HUH Picture Book Slushie Honors
17 Things I'm Not Allowed to Do Anymore
The Chicken Chasing Queen of Lamar County
That Rabbit Belongs to Emily Brown
Congratulations to all of our award winners. And like all good awards, I've photoshopped the medal to their covers. Award winners, feel free to display with pride.
This morning the feeding frenzy began when ALA announced the winner of all of their major awards. Good Masters! Sweet Ladies! Voices from a Medieval Village, a book I've never heard of, won the Newberry. White Darkness won the Printz, and in what I'm sure will be a controversial move, ALA awarded the Caldecott for "most distinguished American picture book for children" to The Invention of Hugo Cabret, a mid-grade novel. Personally, I feel a picture book award should go to a picture book, but no one asked me.
And, that, I have decided, is the problem. Yet again I am unable to participate in all the non-stop discussions on these books because I haven't read a single one of them. I tried to read Hugo Cabret, but didn't make it past the first set of pictures. The other 2 don't really sound all that interesting to me, so I doubt I'll be reading them. I have read some of the Honor books, but that's not as fun as discussing the actual winners. So if one of the books has disturbing imagery, or controversial plots, or even uses taboo words like booby, I know nothing about it. I'm spending another year in the dark concerning the winners.
But, I'm determined not to miss out on award mania entirely. Since I can't join the talks about the "official" award winners, I just decided to present some awards of my own. So, presenting the first 1st annual 2008 Slushie Awards. (Play suitable theme music here.) From now until I lose interest, I will periodically be presenting a Slushie to a book I think worthy of notice and attention. I will be taking nominations for both book and category ideas. And since no award is complete without a seal, I made one of those too:
So as to not take away from the other award winners' special day, I will not announce the first of the Slushies until tomorrow. You'll just have to wait in hair pulling anticipation until then.
But I'm not the only one with new things. I was excited yesterday to get the link for the new class of 2k8 debut authors.
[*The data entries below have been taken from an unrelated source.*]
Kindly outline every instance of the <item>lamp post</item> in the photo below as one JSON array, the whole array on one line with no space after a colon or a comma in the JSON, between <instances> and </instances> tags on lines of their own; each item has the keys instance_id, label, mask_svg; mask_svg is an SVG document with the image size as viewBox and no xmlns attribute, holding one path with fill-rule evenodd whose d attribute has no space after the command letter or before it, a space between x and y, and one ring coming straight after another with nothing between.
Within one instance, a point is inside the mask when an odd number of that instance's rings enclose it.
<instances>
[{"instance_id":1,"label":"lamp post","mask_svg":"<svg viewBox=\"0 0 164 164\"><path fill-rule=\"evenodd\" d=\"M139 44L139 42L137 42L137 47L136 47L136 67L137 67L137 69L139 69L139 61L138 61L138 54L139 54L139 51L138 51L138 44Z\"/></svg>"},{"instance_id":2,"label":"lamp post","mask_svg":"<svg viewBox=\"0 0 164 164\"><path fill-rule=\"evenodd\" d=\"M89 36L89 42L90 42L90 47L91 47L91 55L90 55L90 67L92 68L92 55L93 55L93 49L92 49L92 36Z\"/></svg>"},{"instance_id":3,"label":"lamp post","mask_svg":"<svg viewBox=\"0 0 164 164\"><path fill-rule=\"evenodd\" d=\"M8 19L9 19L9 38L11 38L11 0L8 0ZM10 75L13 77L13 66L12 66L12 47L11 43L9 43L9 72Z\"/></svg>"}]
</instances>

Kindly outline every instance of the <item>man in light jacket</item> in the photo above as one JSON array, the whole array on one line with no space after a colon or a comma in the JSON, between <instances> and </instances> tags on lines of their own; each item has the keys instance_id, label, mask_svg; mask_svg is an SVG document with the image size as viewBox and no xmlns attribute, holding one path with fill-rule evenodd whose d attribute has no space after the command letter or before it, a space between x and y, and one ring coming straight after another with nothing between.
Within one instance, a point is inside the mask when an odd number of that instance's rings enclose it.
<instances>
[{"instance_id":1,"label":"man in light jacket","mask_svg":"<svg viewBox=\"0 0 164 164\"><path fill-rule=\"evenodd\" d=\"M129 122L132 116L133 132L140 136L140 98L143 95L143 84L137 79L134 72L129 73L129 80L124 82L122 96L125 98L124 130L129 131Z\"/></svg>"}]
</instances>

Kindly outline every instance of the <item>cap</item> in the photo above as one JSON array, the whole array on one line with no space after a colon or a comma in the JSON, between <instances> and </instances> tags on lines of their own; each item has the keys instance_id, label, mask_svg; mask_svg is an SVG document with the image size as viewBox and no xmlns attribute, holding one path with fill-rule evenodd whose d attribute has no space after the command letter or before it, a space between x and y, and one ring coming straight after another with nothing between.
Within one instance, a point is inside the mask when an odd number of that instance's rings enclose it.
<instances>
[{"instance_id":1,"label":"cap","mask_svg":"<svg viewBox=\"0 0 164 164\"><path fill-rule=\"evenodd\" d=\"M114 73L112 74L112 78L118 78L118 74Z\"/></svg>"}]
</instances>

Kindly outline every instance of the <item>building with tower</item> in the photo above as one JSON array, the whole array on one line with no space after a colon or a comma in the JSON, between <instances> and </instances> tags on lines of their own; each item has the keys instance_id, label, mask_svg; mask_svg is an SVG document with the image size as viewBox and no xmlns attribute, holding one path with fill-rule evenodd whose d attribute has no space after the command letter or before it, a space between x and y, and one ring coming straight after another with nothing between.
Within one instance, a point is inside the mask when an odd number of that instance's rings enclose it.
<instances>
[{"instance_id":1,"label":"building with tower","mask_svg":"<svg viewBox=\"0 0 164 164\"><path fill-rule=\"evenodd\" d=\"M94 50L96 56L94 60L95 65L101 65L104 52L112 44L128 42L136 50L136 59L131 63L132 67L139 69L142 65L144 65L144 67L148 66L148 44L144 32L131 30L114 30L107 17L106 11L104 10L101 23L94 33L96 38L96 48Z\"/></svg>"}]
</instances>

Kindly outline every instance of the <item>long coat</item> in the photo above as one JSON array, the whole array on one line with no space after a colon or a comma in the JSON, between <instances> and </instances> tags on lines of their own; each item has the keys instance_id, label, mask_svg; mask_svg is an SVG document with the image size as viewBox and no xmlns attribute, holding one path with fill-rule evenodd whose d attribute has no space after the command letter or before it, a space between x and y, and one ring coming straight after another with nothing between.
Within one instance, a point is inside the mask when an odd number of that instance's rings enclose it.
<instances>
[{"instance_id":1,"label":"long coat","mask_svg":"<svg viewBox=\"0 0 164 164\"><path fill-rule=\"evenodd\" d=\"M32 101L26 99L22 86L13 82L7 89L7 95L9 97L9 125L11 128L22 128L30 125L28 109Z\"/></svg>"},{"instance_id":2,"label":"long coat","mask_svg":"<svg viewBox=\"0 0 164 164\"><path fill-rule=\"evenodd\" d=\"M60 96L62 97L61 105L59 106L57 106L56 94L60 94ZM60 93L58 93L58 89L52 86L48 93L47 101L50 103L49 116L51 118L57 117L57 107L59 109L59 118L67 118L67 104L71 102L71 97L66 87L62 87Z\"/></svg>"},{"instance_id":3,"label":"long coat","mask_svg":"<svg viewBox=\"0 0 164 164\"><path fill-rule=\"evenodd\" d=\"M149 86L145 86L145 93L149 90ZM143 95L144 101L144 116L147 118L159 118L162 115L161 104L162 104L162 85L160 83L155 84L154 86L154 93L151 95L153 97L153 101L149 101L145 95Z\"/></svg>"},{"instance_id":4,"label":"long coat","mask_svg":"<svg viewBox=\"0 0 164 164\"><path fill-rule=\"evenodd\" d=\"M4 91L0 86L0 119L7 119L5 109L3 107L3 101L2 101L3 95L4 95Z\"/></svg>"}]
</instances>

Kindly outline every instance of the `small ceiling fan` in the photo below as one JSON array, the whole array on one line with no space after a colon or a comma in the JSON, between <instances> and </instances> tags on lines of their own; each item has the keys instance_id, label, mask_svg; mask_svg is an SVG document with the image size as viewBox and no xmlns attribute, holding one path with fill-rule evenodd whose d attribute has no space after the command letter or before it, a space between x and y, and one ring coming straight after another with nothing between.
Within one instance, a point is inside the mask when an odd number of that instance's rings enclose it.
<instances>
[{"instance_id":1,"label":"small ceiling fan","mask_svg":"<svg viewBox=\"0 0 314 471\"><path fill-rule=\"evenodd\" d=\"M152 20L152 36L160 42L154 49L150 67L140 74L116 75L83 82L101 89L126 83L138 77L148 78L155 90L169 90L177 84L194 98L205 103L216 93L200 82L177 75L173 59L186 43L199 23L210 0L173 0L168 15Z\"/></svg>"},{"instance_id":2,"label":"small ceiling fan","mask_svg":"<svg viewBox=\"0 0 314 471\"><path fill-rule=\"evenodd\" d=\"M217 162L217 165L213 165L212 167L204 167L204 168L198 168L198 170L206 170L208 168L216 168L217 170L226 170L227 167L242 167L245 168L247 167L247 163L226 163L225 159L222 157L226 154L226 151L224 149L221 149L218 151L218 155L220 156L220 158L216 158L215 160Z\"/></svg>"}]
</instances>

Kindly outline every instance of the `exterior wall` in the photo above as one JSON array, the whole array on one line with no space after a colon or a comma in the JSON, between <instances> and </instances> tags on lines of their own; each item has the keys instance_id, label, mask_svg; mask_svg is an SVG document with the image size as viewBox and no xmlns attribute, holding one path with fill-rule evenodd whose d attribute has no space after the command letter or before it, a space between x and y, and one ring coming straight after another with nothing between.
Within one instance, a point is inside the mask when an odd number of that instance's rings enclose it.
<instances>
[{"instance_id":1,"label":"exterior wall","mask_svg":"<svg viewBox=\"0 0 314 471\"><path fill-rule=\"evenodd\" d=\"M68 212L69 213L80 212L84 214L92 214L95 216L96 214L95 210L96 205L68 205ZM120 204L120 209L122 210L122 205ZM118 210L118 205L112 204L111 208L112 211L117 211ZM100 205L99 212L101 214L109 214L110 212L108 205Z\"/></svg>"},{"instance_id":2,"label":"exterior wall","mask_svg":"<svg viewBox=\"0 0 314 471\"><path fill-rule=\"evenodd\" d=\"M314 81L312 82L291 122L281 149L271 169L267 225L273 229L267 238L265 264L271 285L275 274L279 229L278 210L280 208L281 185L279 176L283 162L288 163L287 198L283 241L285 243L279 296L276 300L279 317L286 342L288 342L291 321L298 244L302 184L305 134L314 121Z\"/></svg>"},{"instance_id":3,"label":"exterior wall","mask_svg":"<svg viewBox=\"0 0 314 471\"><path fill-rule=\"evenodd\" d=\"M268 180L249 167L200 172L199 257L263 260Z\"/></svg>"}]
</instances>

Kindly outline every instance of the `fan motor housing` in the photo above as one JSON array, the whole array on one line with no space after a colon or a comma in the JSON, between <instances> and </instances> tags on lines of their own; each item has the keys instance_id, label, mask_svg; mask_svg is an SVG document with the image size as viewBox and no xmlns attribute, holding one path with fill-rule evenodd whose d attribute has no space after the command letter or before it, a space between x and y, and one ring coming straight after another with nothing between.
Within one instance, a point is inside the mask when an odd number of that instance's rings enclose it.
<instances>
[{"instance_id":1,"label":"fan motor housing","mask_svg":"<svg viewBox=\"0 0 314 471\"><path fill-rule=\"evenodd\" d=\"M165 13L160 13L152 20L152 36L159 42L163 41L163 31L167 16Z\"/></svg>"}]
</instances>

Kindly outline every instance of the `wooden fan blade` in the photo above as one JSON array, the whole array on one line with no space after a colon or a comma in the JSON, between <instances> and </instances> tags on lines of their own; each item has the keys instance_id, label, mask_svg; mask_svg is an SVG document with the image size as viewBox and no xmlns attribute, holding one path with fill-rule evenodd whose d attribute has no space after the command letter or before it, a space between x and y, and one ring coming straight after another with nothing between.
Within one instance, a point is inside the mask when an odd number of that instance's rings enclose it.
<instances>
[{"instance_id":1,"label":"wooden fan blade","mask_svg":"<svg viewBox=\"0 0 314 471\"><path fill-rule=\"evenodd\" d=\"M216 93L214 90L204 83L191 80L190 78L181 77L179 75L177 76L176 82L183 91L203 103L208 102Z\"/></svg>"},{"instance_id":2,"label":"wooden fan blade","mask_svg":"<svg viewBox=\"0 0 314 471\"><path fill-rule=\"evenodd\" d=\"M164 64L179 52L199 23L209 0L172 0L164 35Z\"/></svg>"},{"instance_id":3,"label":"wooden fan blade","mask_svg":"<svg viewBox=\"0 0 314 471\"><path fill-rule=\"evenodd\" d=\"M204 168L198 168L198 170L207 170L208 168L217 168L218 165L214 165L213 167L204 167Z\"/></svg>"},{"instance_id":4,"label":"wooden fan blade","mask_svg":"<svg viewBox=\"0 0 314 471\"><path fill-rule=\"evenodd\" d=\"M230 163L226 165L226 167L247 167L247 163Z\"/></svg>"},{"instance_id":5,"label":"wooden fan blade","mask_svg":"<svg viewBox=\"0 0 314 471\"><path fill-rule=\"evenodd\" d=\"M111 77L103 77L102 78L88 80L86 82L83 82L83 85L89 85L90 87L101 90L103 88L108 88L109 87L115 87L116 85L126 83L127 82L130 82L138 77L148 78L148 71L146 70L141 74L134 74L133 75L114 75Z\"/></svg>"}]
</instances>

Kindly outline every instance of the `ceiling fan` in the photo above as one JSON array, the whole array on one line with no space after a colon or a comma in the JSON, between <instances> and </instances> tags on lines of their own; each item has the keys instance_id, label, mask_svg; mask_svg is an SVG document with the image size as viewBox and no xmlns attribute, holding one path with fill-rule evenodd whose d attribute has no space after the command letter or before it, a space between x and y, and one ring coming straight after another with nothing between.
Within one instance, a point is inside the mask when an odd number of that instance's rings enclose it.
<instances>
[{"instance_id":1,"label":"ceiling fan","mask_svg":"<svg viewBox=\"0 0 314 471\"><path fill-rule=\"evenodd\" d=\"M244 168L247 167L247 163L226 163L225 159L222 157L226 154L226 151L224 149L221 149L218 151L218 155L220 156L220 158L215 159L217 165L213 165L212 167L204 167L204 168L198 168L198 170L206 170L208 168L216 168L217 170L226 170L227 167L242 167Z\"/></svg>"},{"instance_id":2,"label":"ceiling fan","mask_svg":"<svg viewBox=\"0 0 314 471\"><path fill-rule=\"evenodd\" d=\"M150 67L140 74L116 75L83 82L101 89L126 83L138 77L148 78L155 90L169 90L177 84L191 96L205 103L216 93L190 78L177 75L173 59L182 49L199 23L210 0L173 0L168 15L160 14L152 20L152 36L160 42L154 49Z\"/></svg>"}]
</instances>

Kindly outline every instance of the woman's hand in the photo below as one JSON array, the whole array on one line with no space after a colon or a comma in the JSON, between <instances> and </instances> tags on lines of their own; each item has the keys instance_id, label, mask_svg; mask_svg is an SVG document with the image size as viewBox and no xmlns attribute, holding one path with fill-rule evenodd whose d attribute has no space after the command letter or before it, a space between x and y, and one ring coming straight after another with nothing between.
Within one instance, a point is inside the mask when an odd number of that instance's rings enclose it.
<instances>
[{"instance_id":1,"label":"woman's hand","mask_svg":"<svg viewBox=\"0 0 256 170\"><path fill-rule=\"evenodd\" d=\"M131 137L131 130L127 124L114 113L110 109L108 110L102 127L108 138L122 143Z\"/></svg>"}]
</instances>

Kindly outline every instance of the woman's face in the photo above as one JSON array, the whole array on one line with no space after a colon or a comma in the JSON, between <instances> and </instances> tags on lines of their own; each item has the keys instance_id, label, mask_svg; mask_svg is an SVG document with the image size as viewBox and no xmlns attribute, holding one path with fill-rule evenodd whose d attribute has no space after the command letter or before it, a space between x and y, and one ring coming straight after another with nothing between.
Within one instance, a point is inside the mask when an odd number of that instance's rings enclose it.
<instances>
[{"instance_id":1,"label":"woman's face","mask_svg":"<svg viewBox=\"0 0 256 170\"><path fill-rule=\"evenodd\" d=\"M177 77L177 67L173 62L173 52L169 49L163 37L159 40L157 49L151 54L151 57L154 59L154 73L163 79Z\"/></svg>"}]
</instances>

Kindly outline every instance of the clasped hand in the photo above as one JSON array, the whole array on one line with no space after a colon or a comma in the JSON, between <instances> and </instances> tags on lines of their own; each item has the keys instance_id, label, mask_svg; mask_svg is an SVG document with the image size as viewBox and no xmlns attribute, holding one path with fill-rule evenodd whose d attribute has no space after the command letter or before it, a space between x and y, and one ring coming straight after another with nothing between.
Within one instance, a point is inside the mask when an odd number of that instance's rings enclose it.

It's a cool site with some interesting new books on it. Two of the books came out last week, and I was looking at one of them in the store yesterday. I like the 2k classes and their sites. I think it's a wonderful way to find out about new authors and their works. I realize that it's a marketing tool for the authors, but it still a great resource for me. I'm looking forward to seeing these books as they roll out throughout the year.